There are a few ways to debug Servo. mach supports a --debug flag that searches a suitable debugger for you and runs servo with the appropriate arguments under it:

./mach run --debug test.html

You can also specify an alternative debugger using the --debugger flag:

./mach run --debugger=my-debugger test.html

You can also, of course, run directly your debugger on the Servo binary:

$ gdb --args ./target/debug/servo test.html

Debugging SpiderMonkey.

You can build Servo with a debug version of SpiderMonkey passing the --debug-mozjs flag to ./mach build.

Note that this sometimes can cause problems when an existing build exists, so you might have to delete the mozjs build directory, or run ./mach clean before your first --debug-mozjs build.

Debugging Servo with rr.

To record a trace under rr you can either use:

$ ./mach run --debugger=rr testcase.html

Or:

$ rr record ./target/debug/servo testcase.html

Running WPT tests under rr's chaos mode.

Matt added a mode to Servo's testing commands to record traces of Servo running a test or set of tests until the result is unexpected.
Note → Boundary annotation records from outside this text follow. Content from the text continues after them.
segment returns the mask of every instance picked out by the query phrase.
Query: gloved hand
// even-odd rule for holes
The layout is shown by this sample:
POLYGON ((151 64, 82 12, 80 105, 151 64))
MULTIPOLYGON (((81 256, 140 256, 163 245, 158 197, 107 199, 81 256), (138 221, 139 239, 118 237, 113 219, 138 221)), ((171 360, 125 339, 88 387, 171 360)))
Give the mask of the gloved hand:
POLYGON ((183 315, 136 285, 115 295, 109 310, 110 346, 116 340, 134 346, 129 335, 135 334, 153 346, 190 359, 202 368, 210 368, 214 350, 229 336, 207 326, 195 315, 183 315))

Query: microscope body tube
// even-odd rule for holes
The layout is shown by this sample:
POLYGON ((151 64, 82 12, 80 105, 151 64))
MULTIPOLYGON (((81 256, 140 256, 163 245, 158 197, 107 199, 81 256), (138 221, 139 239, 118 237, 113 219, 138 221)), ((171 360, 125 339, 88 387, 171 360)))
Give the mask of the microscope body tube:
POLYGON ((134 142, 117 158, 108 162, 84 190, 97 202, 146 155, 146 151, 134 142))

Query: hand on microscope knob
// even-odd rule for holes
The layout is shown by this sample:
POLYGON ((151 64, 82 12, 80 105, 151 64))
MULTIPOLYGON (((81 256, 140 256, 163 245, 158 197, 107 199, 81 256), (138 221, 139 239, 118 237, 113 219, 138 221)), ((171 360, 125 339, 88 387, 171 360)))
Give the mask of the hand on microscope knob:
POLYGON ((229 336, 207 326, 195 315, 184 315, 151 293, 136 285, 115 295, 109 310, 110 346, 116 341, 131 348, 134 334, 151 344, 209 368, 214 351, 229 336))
To use this, you can pass the --chaos argument to mach test-wpt:

$ ./mach test-wpt --chaos path/to/test

Note that for this to work you need to have rr in your PATH.

Also, note that this might generate a lot of traces, so you might want to delete them when you're done. They're under $HOME/.local/share/rr.

Known gotchas

If you use a Haswell processor that supports Hardware Lock Ellision, rr might not work for you. There's a rr bug open about this. Until that gets fixed, you can ensure that the parking_lot dependency isn't built with the nightly feature, which as of this writing is the only dependency that uses it.